When I was a kid, I thought being a game warden would be a neat career but certainly a difficult job to land.
As a former warden who understands the time commitment of the job, along with the challenges and rewards, I initially fell into the category of wrongly thinking I wouldn’t get hired. Yet, I did, and so could you; the only way to find out is to apply.
The reason I bring this up is the North Dakota Game and Fish Department has scheduled an examination to select district game warden candidates. The test is set for 10 a.m. June 11 at the department's main office in Bismarck.
The hiring process isn’t open a few times a year, every year or on any regular schedule. The Game and Fish Department schedules the test when they have open positions.
As sought-after as the career typically is, the competition is keen, and the job requirements mean the testing, training and field training, along with fulfilling the probationary period, are all necessary to make sure the department and wardens meet the standards established to ensure the job duties are met.
The first step is meeting the eligibility requirements:
Applicants must be at least 21 years of age and have a bachelor’s degree at time of hire.
Have a valid driver’s license and a current North Dakota peace officer license.
Or be eligible to be licensed.
Candidates must successfully complete a comprehensive background check.
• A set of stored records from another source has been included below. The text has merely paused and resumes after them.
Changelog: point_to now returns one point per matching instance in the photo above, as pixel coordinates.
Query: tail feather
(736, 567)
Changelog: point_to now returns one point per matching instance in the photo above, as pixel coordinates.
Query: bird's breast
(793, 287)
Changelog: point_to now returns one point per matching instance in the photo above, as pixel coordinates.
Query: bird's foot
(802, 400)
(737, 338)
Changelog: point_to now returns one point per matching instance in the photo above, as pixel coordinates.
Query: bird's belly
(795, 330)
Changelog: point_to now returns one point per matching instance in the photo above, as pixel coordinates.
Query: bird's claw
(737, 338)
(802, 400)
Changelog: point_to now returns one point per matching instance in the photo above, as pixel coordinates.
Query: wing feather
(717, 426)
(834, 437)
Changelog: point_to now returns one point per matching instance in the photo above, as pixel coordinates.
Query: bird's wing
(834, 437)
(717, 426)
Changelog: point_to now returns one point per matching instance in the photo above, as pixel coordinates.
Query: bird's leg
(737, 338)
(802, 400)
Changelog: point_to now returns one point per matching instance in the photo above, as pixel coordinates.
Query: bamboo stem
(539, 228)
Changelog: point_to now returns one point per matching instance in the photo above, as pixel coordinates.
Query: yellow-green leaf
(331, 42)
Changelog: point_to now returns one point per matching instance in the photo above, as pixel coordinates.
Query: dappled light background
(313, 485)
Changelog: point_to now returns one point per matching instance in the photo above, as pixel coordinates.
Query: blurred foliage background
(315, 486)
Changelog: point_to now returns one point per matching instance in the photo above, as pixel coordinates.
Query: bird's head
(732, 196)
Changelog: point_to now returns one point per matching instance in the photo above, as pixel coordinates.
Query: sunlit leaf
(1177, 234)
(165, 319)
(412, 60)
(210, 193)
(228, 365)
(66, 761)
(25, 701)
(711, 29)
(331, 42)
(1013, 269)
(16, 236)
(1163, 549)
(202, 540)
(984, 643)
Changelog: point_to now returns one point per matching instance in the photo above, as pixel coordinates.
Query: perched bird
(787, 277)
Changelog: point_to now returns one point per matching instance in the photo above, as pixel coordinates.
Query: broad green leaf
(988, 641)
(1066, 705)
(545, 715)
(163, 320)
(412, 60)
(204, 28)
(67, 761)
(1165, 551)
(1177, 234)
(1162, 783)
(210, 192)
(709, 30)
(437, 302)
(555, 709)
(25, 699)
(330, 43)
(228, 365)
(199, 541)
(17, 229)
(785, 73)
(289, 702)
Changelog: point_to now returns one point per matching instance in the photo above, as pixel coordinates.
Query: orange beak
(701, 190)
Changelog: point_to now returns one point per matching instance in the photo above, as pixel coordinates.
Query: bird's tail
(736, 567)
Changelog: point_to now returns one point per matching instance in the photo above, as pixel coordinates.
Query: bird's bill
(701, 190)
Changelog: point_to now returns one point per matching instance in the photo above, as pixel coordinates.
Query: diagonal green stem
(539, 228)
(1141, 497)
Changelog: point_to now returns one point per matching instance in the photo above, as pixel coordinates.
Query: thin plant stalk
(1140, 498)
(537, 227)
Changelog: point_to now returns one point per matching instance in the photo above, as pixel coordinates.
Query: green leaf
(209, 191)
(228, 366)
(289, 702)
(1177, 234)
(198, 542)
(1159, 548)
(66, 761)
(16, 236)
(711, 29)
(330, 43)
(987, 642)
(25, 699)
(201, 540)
Must not have a record of any felony convictions.
Within the job eligibility requirements, a degree in criminal justice, fisheries and wildlife management or related field is not required but is beneficial. Game wardens have been hired from various backgrounds, and part of the pedigree would include an interest in law enforcement and knowledge of fish and wildlife. If you do meet the requirements, I’d encourage you to apply. Don’t hesitate to contact your local warden or the enforcement division headquarters in Bismarck if you have any questions.
Wardens typically work alone under varied conditions, at all hours of the day, night and weekends. In addition to law enforcement duties, wardens assist in the areas of public relations, education programs and hunter and boat safety education.
Understand, the work of a game warden closely follows hunting, fishing and outdoor recreation, but being a great angler or avid hunter doesn’t equate to a preferred game warden candidate any more than being a baseball fan means you’d be a great pitcher or coach.
I can relate on a personal note as one who started off my Game and Fish career as a warden in Bottineau, N.D., and then West Fargo. The work is second to none in many categories, and I can attest to the personal thought of wondering if I’d make the cut. I did and enjoyed the job.
There’s no need to put it off and say, “maybe next time.” Take the test and see what happens.
For more information, see the district game warden job announcement on the Game and Fish website, gf.nd.gov.
Applicants must register no later than June 8 by submitting an online application through the North Dakota State Job Openings website.